Es gibt für uns Christen in der Tat keinen anderen Weg des Heils als den der Nachfolge Christi: „Wer Mein Jünger sein will, der verleugne sich selbst, nehme sein Kreuz auf sich und folge Mir nach“ (Mk. 8:34). Diese Selbstverleugnung bedeutet doch nichts anderes, als dass wir uns entschließen, „nichts zu wissen außer Jesus Christus, und zwar als den Gekreuzigten“ (1 Kor. 2:2) – nicht als Nothelfer, zu Dem wir immer dann erst eilen, wenn der Dachstuhl schon in Flammen steht, sondern zuvörderst als Den um unserer Errettung willen Gekreuzigten! „Sich selbst verleugnen“ bedeutet also nichts anderes, als dass wir uns mit Christus kreuzigen lassen und nicht mehr für uns selbst leben, sondern Christus in uns leben lassen (s. Gal. 2:19-20). Wir leben also in Christus, durch Christus, mit Christus, für Christus. Wollen wir Seine Jünger sein, ja oder nein?!.. Wer will, der zögere nicht, wenn der Herr ihn beruft. Gezwungen wird niemand. Doch kaum einer, der dem Ruf des Herrn gefolgt ist, hat es je bereut, alles stehen und liegen gelassen (s. Mt. 4:18-22; 9:9; Mk. 1:16-20; 2:14; Lk. 5:10-11,27-28) und sich dem Herrn angeschlossen zu haben. Bereuen werden es nur die, welche es nicht um des Kreuzes Christi willen getan haben, sondern dabei andere Ziele verfolgten (s. Mt. 8:19-20; Lk. 9:57-58).
Ein Prüfstein für die Ernsthaftigkeit unserer Absicht ist die Große Fastenzeit bzw. die Art und Weise, wie wir diese verbringen: fasten wir mit Freude und sehnen wir die Große Woche der Leiden Christi herbei oder denken wir die ganze Zeit nur daran, wann diese unendlich lange und öde Zeit endlich vorbei ist und wir wieder „normal leben“ können?!.. Oder fasten wir überhaupt gar nicht, da wir ja an Gott „im Herzen“ glauben und „im Herzen“ unser Kreuz tragen...
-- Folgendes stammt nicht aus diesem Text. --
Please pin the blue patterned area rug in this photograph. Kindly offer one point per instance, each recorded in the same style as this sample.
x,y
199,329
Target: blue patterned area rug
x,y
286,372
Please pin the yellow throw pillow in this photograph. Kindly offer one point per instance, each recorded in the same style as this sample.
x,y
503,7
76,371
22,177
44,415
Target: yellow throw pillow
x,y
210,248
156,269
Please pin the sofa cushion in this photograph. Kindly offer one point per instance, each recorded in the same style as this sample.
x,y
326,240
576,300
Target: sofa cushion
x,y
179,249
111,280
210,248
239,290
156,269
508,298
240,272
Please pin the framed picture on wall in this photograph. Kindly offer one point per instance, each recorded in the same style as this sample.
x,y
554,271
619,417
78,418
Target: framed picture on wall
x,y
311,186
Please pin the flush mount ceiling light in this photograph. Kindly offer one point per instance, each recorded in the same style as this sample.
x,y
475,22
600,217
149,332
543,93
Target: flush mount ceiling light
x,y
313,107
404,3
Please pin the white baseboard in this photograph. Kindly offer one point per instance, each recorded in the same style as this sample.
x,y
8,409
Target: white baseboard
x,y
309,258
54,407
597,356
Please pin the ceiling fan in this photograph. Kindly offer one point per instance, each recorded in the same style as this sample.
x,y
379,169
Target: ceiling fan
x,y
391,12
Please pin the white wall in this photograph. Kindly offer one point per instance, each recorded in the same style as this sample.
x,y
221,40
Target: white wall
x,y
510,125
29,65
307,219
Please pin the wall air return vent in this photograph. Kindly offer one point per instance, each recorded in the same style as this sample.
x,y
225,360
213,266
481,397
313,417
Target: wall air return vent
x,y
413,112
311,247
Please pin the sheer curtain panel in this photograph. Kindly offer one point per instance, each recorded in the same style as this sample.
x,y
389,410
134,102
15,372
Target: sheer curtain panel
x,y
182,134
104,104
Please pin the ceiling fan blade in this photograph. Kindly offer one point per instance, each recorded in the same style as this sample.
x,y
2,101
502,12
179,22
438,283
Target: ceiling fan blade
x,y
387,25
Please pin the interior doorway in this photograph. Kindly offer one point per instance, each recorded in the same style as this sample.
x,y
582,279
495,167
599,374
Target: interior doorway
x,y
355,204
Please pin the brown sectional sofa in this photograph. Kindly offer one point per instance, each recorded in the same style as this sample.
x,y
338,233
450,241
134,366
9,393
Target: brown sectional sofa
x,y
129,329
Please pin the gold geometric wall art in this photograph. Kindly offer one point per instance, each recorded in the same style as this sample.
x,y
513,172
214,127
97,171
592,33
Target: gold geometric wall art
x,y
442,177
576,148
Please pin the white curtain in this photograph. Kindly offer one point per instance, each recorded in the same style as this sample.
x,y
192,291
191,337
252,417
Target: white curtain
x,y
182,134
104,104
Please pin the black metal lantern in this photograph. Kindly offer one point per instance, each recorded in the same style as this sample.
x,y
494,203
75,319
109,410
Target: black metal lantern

Apropos Glauben. Glauben hat auch was mit Vertrauen zu tun: wir glauben nicht nur an Christus, sondern wir glauben auch Christus (im Dativ = wir glauben Ihm). Wer Christus nachfolgt, der zeigt dadurch, dass er an Ihn glaubt, insbesondere dadurch, dass er sein Schicksal in die Hand Dessen legt, Der ihn berufen hat. Christus Selbst wurde ja als „Priester auf ewig nach der Ordnung des Melchisedek“ (Hebr. 5:6; Ps. 109:4) berufen (s. Hebr. 5:4-5), hat also nicht in Seinem eigenen Namen gehandelt (s. Joh. 3:27), sondern im Namen Dessen, Der Ihn gesandt hat – des Vaters (s. Mt. 10:40; 15:24; Mk. 9:37; Lk. 4:43; 9:48; Joh. 3:34; 4:34; 5:23-24,30,36-38; 6:29,38-40,44; 7:16,18,28-29; 8:16,18,26-29,42; 9:4; 10:36; 11:42; 12:44-45,49; 13:20; 14:24; 15:21; 16:5; 17:3,8,18,21,23,25; Apg. 3:20-26). Können wir also noch zweifeln, dass uns der Weg des unerschütterlichen Gottvertrauens zum Heil führen wird?!..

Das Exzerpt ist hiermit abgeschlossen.